On this basis, the Panel finds that the Complainant has made a prima facie showing that the Respondent has no rights or legitimate interests in the Disputed Domain Name and similarly that the Respondent has not established any rights to or any legitimate interests in the Disputed Domain Name.
The Panel is consequently satisfied that the Complainant has established that the second requirement of paragraph 4(a) of the Policy is met.
Paragraph 4(b) of the Policy states that any of the following circumstances, in particular but without limitation, shall be considered evidence of registration and use of a domain name in bad faith:
(i) circumstances indicating that the respondent registered or acquired the domain name primarily for the purpose of selling, renting, or otherwise transferring the domain name registration to the complainant (the owner of the trademark or service mark) or to a competitor of that complainant, for valuable consideration in excess of documented out-of-pocket costs directly related to the domain name;
(ii) circumstances indicating that the respondent registered the domain name in order to prevent the owner of the trademark or service mark from reflecting the mark in a corresponding domain name, provided that the respondent has engaged in a pattern of such conduct;
(iii) circumstances indicating that the respondent registered the domain name primarily for the purpose of disrupting the business of a competitor; or
(iv) circumstances indicating that the respondent intentionally is using the domain name in an attempt to attract, for commercial gain, Internet users to its website or other on-line location, by creating a likelihood of confusion with the complainant's mark as to the source, sponsorship, affiliation, or endorsement of the respondent's website or location or of a product or service on its website or location.

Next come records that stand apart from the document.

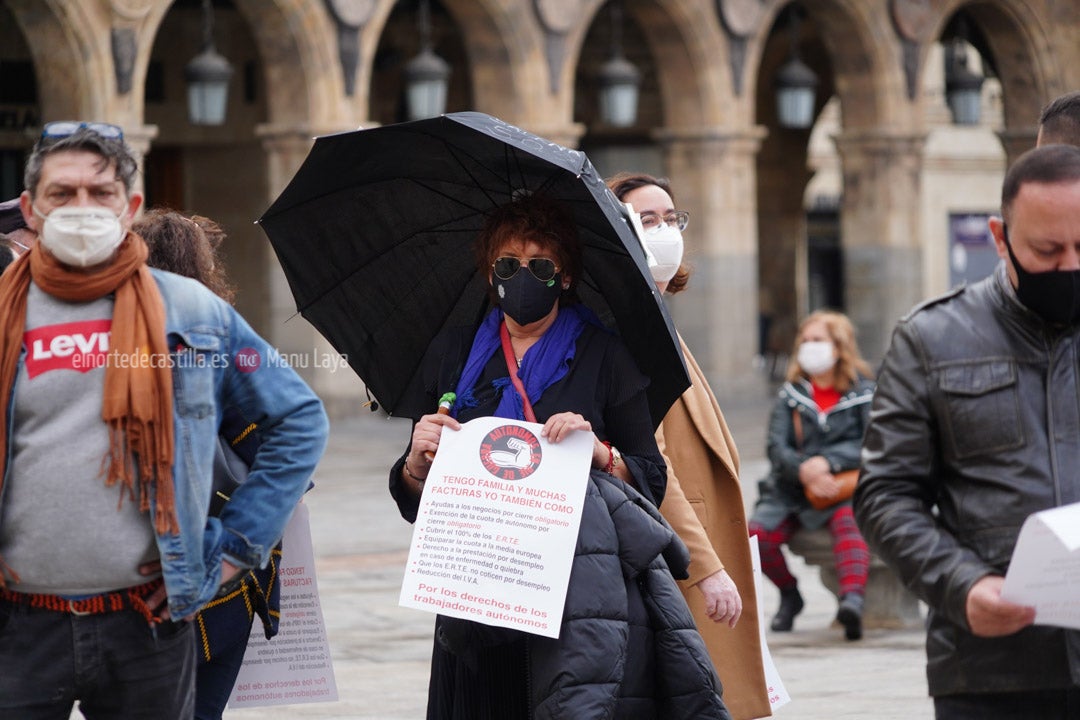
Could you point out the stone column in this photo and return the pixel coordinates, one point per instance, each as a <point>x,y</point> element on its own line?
<point>138,138</point>
<point>713,174</point>
<point>879,228</point>
<point>286,147</point>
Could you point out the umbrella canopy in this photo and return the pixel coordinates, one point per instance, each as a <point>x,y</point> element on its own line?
<point>376,231</point>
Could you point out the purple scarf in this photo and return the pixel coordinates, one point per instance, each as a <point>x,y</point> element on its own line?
<point>544,364</point>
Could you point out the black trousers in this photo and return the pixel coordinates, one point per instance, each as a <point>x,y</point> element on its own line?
<point>115,665</point>
<point>1042,704</point>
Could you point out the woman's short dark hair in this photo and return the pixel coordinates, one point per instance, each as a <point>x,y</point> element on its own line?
<point>621,185</point>
<point>532,218</point>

The examples of bad faith registration and use set forth in paragraph 4(b) of the Policy are not meant to be exhaustive of all circumstances from which such bad faith may be found. See Telstra Corporation Limited v. Nuclear Marshmallows, WIPO Case No. D2000-0003.

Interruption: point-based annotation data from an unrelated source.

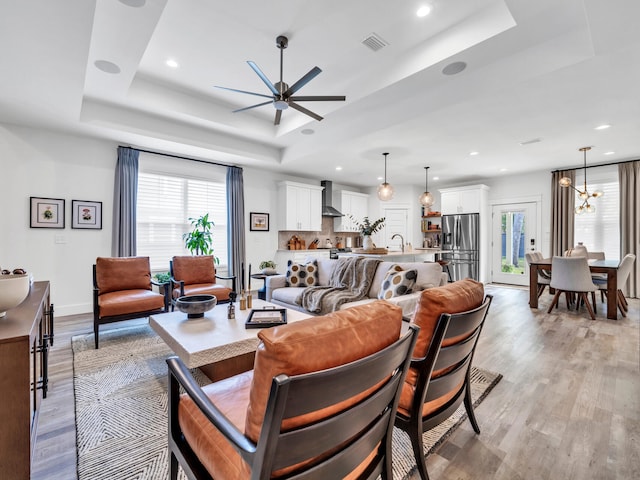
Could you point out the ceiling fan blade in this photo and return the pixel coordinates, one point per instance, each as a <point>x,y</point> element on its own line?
<point>311,74</point>
<point>263,77</point>
<point>244,91</point>
<point>253,106</point>
<point>325,98</point>
<point>305,111</point>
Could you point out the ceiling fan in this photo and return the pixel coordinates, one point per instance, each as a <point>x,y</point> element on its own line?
<point>282,94</point>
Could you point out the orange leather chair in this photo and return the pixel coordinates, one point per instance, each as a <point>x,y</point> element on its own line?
<point>450,320</point>
<point>122,291</point>
<point>320,400</point>
<point>196,275</point>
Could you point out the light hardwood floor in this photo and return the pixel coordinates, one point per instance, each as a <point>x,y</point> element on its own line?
<point>568,406</point>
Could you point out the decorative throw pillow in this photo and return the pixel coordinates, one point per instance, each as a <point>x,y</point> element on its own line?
<point>397,282</point>
<point>302,275</point>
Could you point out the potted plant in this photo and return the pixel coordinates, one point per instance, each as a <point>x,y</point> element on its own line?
<point>268,267</point>
<point>368,228</point>
<point>199,241</point>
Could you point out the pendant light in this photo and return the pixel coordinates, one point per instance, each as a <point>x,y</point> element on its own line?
<point>426,198</point>
<point>385,190</point>
<point>584,194</point>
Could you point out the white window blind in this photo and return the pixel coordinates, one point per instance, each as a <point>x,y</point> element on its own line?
<point>600,231</point>
<point>165,204</point>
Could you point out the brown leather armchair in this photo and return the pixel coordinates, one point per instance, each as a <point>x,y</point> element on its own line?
<point>450,318</point>
<point>320,400</point>
<point>196,275</point>
<point>122,291</point>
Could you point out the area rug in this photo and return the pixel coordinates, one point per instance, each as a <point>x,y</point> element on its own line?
<point>121,408</point>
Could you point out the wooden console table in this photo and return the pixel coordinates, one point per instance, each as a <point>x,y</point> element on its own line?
<point>25,335</point>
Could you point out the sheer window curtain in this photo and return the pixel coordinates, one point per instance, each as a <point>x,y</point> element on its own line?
<point>629,178</point>
<point>125,196</point>
<point>562,212</point>
<point>235,223</point>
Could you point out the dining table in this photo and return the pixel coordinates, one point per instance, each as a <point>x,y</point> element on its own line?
<point>608,267</point>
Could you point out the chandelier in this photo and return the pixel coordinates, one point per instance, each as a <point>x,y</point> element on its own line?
<point>583,194</point>
<point>426,198</point>
<point>385,190</point>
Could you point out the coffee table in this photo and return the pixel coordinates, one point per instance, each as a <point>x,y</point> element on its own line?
<point>219,346</point>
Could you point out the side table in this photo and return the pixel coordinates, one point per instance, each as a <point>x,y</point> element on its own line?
<point>262,293</point>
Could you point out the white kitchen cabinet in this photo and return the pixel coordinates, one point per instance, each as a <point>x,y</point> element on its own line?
<point>470,199</point>
<point>349,203</point>
<point>301,205</point>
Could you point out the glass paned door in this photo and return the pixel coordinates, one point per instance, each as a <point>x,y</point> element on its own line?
<point>514,233</point>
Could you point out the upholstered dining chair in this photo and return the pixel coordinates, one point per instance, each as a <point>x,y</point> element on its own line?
<point>572,275</point>
<point>196,275</point>
<point>319,403</point>
<point>624,270</point>
<point>450,318</point>
<point>122,291</point>
<point>544,276</point>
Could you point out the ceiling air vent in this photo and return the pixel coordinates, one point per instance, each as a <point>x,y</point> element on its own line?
<point>374,42</point>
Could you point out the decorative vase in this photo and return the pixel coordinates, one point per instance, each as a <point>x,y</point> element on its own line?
<point>367,242</point>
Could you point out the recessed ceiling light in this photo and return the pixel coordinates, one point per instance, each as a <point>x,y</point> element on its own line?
<point>423,11</point>
<point>107,67</point>
<point>454,68</point>
<point>134,3</point>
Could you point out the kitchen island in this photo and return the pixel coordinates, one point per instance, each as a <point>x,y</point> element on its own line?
<point>413,255</point>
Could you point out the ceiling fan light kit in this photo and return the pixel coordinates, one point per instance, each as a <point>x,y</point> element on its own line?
<point>282,95</point>
<point>583,194</point>
<point>385,190</point>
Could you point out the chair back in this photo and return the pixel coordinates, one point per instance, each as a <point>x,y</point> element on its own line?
<point>624,269</point>
<point>194,269</point>
<point>543,275</point>
<point>113,274</point>
<point>572,274</point>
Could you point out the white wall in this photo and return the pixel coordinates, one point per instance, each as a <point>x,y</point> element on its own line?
<point>44,164</point>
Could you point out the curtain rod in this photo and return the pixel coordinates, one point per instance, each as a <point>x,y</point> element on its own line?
<point>210,162</point>
<point>594,166</point>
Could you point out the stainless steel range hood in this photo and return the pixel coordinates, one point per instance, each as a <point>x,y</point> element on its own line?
<point>327,197</point>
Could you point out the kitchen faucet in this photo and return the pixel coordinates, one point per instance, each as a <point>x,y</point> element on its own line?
<point>401,240</point>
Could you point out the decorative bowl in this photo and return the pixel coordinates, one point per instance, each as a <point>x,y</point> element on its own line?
<point>13,290</point>
<point>195,305</point>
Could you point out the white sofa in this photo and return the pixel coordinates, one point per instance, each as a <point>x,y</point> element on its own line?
<point>430,275</point>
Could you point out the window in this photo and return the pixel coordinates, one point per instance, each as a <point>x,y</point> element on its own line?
<point>166,201</point>
<point>600,231</point>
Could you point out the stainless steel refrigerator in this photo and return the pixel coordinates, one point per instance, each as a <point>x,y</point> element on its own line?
<point>460,238</point>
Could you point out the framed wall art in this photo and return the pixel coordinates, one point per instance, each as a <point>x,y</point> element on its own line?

In this case, based on the uncontradicted evidence filed by the Complainant, the Panel finds that the Respondent registered the Disputed Domain Name and uses it for the purposes of monetary gain by providing links to sites which are unrelated to the ones of the Complainant or are in some cases even competing with the products of the Complainant. Such use of the Disputed Domain Name can only be explained by the intent of the Respondent to attract Internet traffic by capitalizing on the Complainant's Trademark. This type of use of the Disputed Domain Name constitutes sufficient evidence of the bad faith of the Respondent under paragraph 4(b)(iv) of the Policy. See Rhino Entertainment Company v. DomainSource.com, Inc., WIPO Case No. D2006-0968 and Imperial Chemical Industries PLC v. RareNames, WIPO Case No. D2006-0124.

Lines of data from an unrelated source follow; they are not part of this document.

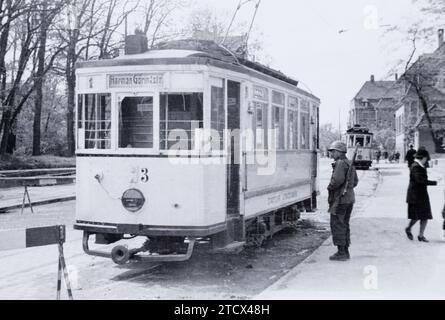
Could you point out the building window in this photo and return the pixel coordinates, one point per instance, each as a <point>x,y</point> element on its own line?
<point>278,101</point>
<point>260,119</point>
<point>136,123</point>
<point>292,124</point>
<point>94,121</point>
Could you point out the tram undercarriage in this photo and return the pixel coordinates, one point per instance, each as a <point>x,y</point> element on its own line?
<point>237,234</point>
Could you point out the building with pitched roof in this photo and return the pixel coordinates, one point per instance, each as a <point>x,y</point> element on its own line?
<point>373,106</point>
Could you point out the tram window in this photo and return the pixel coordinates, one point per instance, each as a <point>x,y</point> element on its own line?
<point>278,123</point>
<point>351,142</point>
<point>218,116</point>
<point>180,113</point>
<point>292,118</point>
<point>278,118</point>
<point>260,125</point>
<point>304,125</point>
<point>136,123</point>
<point>79,111</point>
<point>368,141</point>
<point>96,121</point>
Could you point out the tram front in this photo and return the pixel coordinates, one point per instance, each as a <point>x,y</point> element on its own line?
<point>133,179</point>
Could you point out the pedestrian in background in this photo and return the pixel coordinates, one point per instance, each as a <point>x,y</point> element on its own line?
<point>410,156</point>
<point>419,207</point>
<point>340,203</point>
<point>378,154</point>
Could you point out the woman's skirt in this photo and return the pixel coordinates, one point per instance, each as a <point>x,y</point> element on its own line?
<point>419,211</point>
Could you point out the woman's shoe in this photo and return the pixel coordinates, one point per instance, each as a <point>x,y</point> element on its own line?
<point>409,234</point>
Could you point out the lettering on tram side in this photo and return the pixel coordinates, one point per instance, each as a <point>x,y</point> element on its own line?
<point>282,197</point>
<point>134,80</point>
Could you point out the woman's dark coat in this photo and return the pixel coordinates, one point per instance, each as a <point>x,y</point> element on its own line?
<point>419,207</point>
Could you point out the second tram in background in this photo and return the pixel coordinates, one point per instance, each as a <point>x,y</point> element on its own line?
<point>362,136</point>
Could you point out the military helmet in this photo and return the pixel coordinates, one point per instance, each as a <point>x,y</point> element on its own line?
<point>339,146</point>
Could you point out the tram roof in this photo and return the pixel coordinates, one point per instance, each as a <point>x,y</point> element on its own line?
<point>359,130</point>
<point>197,52</point>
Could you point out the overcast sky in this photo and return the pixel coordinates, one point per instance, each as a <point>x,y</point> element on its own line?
<point>302,39</point>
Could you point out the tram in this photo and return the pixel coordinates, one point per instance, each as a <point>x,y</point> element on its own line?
<point>361,136</point>
<point>190,144</point>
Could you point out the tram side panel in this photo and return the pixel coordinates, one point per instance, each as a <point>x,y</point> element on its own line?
<point>289,182</point>
<point>178,195</point>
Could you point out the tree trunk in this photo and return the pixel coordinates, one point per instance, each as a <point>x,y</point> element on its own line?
<point>39,88</point>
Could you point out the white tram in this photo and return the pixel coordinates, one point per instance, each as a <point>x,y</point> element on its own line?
<point>187,146</point>
<point>361,136</point>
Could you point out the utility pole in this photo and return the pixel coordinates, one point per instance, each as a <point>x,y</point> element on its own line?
<point>339,123</point>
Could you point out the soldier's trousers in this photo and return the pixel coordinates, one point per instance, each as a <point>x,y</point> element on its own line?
<point>341,232</point>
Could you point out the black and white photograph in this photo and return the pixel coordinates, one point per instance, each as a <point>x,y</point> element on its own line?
<point>240,152</point>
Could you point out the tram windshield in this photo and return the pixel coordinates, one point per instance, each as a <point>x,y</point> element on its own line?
<point>362,140</point>
<point>136,122</point>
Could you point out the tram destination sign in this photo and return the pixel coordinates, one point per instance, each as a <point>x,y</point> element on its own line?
<point>135,80</point>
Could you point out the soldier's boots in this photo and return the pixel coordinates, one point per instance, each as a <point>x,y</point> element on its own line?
<point>341,255</point>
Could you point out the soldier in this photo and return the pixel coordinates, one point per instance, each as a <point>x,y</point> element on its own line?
<point>341,205</point>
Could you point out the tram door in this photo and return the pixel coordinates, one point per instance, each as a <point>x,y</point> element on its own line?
<point>233,167</point>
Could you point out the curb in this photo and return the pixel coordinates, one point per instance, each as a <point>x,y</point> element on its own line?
<point>37,203</point>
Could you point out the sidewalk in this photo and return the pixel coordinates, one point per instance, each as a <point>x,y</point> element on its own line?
<point>13,197</point>
<point>385,264</point>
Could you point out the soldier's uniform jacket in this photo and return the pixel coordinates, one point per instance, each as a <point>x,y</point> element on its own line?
<point>338,180</point>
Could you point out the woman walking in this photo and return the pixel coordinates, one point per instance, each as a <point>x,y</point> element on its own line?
<point>419,207</point>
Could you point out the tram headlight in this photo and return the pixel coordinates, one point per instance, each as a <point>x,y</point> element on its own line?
<point>133,200</point>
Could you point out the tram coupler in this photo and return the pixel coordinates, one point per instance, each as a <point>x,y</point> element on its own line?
<point>87,250</point>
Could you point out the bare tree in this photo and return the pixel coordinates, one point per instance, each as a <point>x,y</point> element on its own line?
<point>47,14</point>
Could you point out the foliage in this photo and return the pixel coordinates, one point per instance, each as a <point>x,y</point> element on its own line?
<point>328,134</point>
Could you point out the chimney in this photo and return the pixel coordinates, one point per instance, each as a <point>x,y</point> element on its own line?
<point>440,37</point>
<point>137,43</point>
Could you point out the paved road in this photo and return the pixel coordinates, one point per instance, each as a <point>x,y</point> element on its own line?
<point>385,264</point>
<point>31,273</point>
<point>14,196</point>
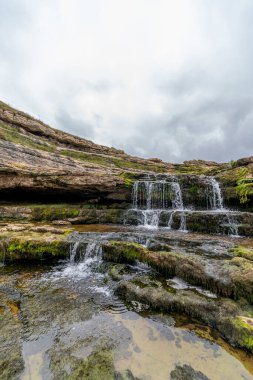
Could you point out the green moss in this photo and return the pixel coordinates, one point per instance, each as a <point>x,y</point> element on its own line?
<point>118,251</point>
<point>99,365</point>
<point>193,189</point>
<point>53,213</point>
<point>19,249</point>
<point>243,333</point>
<point>244,189</point>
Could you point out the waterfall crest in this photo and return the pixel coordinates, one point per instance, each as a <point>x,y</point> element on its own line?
<point>153,199</point>
<point>160,202</point>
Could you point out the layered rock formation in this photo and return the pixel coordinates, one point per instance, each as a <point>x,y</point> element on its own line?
<point>40,163</point>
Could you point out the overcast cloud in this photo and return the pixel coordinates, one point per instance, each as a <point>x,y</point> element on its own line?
<point>158,78</point>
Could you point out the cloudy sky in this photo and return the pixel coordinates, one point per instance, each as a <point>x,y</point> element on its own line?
<point>158,78</point>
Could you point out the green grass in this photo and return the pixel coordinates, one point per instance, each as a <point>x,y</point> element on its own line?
<point>11,134</point>
<point>110,161</point>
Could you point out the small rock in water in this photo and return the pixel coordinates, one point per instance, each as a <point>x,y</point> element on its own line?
<point>186,372</point>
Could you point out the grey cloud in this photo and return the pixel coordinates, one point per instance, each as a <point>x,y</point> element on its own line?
<point>203,106</point>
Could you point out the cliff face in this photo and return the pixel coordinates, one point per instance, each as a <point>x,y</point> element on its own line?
<point>38,162</point>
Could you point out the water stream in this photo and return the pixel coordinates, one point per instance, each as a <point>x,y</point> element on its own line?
<point>66,322</point>
<point>157,202</point>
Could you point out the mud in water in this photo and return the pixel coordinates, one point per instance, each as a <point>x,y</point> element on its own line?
<point>64,322</point>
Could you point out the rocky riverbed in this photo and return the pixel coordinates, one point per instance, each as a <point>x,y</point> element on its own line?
<point>124,303</point>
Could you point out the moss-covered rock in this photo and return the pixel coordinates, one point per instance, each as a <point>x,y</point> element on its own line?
<point>226,277</point>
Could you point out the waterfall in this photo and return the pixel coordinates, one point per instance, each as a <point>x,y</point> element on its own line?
<point>155,199</point>
<point>214,197</point>
<point>158,201</point>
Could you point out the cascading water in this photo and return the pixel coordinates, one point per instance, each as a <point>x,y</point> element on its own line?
<point>215,201</point>
<point>214,198</point>
<point>159,202</point>
<point>155,199</point>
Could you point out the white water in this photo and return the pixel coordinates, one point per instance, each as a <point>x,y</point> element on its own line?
<point>215,198</point>
<point>159,202</point>
<point>153,200</point>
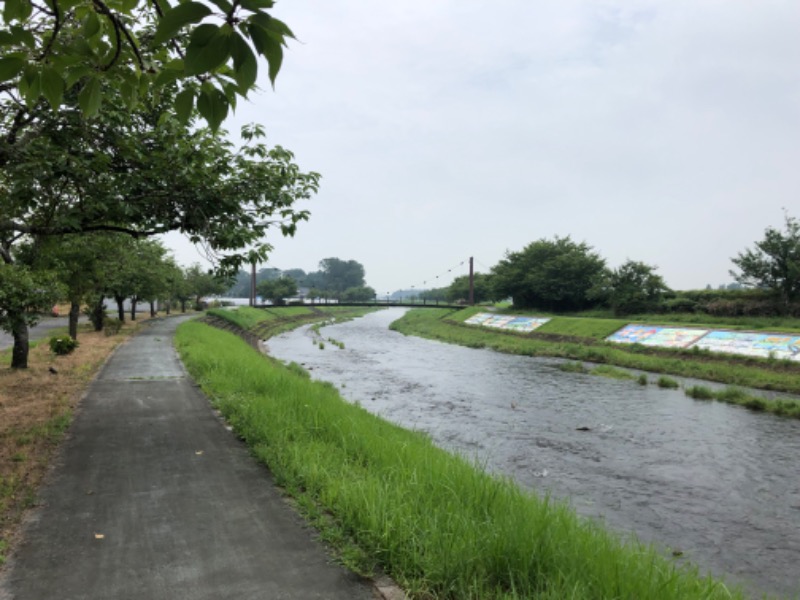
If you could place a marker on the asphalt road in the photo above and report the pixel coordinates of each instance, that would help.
(155, 499)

It has also been shown by the Complainant that the Respondent has engaged in a pattern of conduct in registering domain names which are confusingly similar to third party trademarks which constitutes another confirmation of the bad faith of the Respondent, as evidenced by the different UDRP decisions which have been rendered against him. See, e.g., Sykes Cottages Limited v. NA Luca Mueller, WIPO Case No. D2009-1130.
For all these reasons, the Panel considers that the Complainant has established that the Disputed Domain Name was registered and is being used in bad faith by the Respondent pursuant to paragraph 4(a)(iii) of the Policy.
For all the foregoing reasons, in accordance with paragraphs 4(i) of the Policy and 15 of the Rules, the Panel orders that the domain name <placesdestendances.com> be transferred to the Complainant.